The Bentley appears like it always does—impossibly fast, impossibly silent, and smelling faintly of scorched earth and fine leather. It rolls to a stop at the edge of the curb, engine purring like a smug cat that’s just swallowed something holy.
The passenger door swings open, slow and smooth, before you even think to reach for the handle.
Crowley’s behind the wheel. Black sunglasses. Red hair glinting like a matchhead in the light. He doesn't look at you. Not yet. Just keeps his long fingers drumming a rhythm on the steering wheel—'Bohemian Rhapsody' by Queen. Of course.
"Get in," he says.
Not kindly. Not unkindly. Just… like it’s happening, whether you like it or not.
You sit. The leather is warm, and the door shuts with a sound like finality. The seatbelt snakes itself over your chest, uninvited. The Bentley smells like vinyl, static, and something faintly sweet beneath it—maybe cinnamon. Maybe blood.
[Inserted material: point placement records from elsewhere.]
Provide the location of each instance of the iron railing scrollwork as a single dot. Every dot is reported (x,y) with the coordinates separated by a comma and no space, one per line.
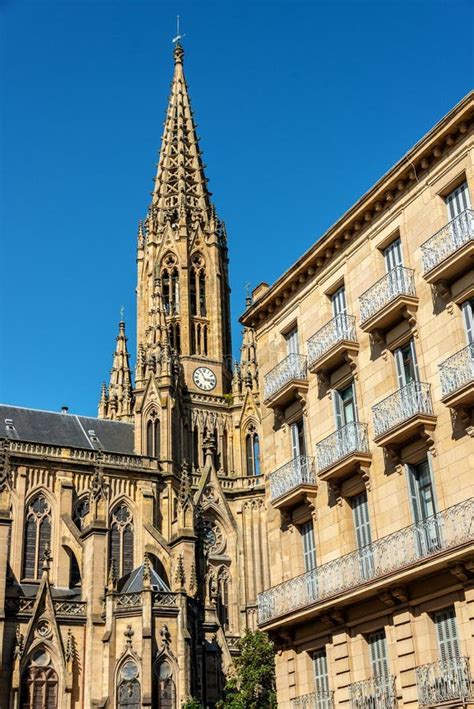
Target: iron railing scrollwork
(412,399)
(340,329)
(446,530)
(299,471)
(293,367)
(398,281)
(453,236)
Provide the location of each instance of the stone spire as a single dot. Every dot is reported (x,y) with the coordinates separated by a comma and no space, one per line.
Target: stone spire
(117,401)
(180,193)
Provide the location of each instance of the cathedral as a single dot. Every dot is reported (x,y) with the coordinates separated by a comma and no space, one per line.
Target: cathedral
(133,545)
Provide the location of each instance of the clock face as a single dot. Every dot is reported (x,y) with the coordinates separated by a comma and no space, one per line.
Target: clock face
(204,378)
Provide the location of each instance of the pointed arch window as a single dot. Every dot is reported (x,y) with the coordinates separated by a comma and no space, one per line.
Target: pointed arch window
(37,535)
(166,688)
(121,540)
(252,450)
(128,689)
(39,683)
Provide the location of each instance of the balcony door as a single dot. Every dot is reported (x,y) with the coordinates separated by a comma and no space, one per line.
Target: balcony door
(360,511)
(458,201)
(291,338)
(427,526)
(321,680)
(345,405)
(309,558)
(468,315)
(406,363)
(338,300)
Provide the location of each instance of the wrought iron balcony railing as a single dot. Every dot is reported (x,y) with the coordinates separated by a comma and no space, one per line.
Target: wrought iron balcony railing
(339,329)
(448,240)
(299,471)
(444,681)
(292,367)
(446,530)
(315,700)
(351,438)
(412,399)
(398,281)
(373,693)
(457,371)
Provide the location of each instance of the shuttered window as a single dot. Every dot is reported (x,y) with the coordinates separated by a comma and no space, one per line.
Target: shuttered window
(378,654)
(447,634)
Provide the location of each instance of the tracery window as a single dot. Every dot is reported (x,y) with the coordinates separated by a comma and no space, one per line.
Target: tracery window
(153,436)
(121,540)
(252,449)
(37,535)
(39,685)
(166,686)
(128,689)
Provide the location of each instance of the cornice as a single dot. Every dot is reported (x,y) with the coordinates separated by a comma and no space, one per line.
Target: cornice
(435,146)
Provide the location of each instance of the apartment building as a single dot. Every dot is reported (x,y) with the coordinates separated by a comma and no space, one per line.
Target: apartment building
(366,358)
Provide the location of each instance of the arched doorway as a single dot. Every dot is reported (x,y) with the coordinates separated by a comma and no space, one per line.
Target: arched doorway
(39,682)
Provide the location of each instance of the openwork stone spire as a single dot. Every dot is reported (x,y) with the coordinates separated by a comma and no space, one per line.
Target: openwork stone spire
(180,190)
(117,401)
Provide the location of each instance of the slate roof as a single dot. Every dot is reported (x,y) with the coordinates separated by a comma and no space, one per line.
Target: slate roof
(64,429)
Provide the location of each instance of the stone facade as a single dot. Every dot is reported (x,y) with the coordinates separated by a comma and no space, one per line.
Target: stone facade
(133,546)
(365,349)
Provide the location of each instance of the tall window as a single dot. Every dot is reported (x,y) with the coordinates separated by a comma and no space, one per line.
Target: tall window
(39,683)
(406,363)
(166,689)
(153,438)
(447,634)
(321,680)
(121,540)
(37,535)
(128,689)
(253,451)
(360,511)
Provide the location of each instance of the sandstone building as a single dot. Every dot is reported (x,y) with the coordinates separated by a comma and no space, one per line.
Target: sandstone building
(366,355)
(133,546)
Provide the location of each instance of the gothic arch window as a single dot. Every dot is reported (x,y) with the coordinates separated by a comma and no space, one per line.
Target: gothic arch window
(170,285)
(39,682)
(252,451)
(166,688)
(128,686)
(153,436)
(37,535)
(80,511)
(121,540)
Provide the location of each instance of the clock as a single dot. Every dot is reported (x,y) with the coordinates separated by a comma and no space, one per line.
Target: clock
(204,378)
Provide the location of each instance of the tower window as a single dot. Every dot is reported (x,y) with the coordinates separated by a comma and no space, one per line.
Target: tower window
(37,536)
(121,540)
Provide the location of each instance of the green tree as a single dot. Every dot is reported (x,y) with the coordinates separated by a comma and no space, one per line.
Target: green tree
(252,686)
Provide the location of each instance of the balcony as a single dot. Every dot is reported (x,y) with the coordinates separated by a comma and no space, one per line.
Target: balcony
(373,693)
(292,482)
(315,700)
(390,300)
(457,379)
(399,417)
(286,381)
(444,681)
(333,344)
(403,553)
(343,452)
(450,252)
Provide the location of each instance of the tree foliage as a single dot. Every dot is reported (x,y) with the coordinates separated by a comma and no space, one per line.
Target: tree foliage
(252,686)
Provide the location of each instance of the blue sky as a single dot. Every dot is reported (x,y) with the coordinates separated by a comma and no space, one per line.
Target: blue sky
(301,107)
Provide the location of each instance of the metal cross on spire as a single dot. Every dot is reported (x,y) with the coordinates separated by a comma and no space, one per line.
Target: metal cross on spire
(178,35)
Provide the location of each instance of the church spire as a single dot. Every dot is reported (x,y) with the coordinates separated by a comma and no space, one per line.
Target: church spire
(180,190)
(116,403)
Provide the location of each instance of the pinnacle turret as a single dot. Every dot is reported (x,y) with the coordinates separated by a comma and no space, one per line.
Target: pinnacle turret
(116,402)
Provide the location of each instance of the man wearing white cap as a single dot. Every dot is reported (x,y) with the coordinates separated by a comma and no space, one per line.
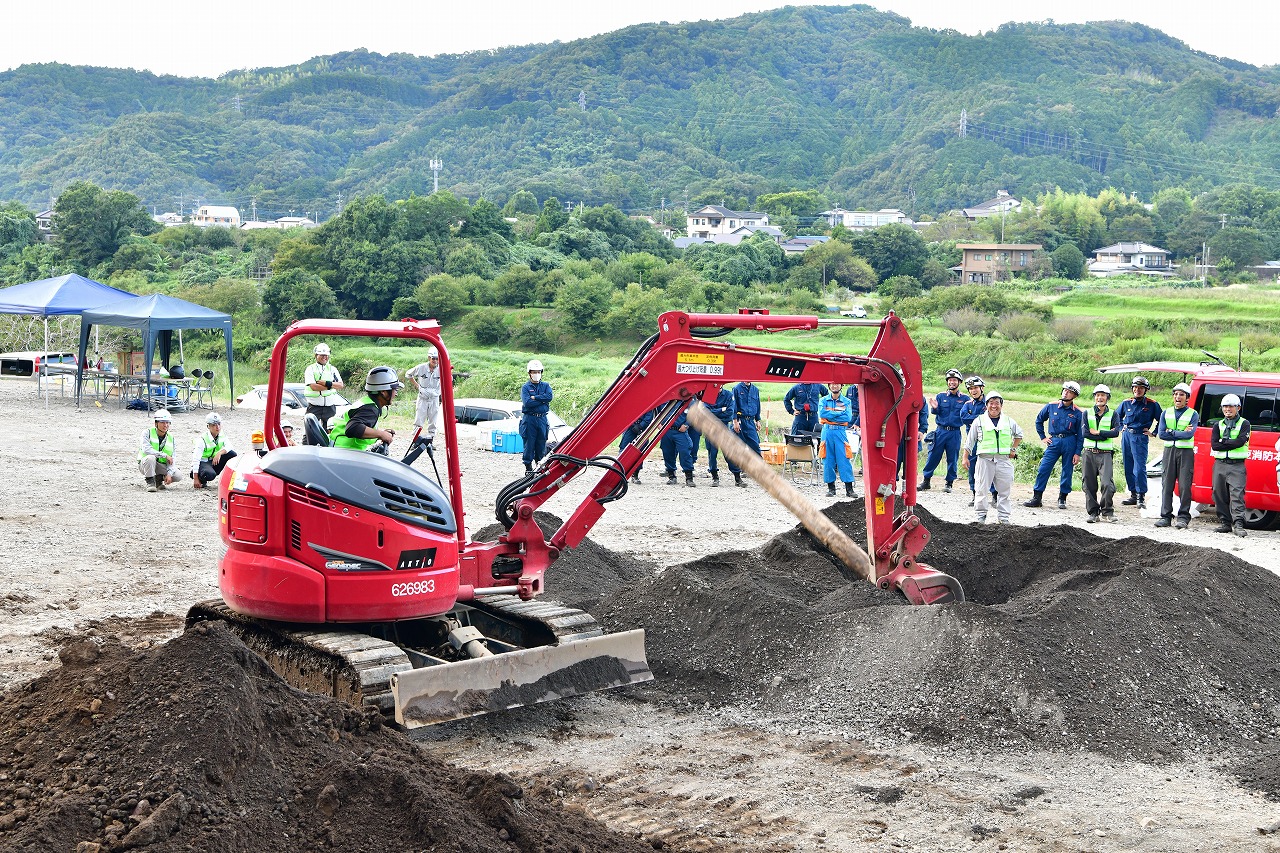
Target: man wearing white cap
(211,454)
(323,383)
(426,378)
(156,452)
Crowley still doesn’t look at you. But he mutters, half to himself:
“Should’ve made Aziraphale do this. Bloody mess of a situation.”
And then you’re moving.
Fast.
Faster than streets allow. The lines on the road blur, and buildings melt into one another. The city becomes something distant and soft. You’re wrapped in the sound of Queen—just barely playing—and the low hum of the engine that shouldn’t be able to run like this anymore.
He finally glances at you. Just a flick of golden eyes behind those black lenses, sharp and unreadable.
“You don’t look like either of them.”
He means the one and the other one. You know he does.
He knows who you are. Or what you are. Everyone’s being very hush-hush about it, of course—when angels sleep with each other, the heavens prefer to call it a celestial anomaly and then throw paperwork at it until the guilt fades.
You? You're the result. The problem. The child of two angels who should never have looked at each other that way. A paradox wrapped in teenage confusion and emotional outbursts that shatter windows and accidentally short out streetlamps.
You don’t have powers.
Except when you do.
When you're angry. Or scared. Or when someone looks at you wrong. Then strange things happen. Dangerous things.
Crowley knows this.
Which is probably why he’s the one driving you now—because Aziraphale still believes in giving things names like hope, and Crowley is just trying to keep the windows from exploding.
He taps the steering wheel again. Doesn’t say anything for a long while.
Finally: “Next time you blow up half a bookstore, give someone a heads up.”
A pause.
A smirk.
“You’re lucky you’re not a frog.”
The Bentley hums louder, and you swear the car is laughing.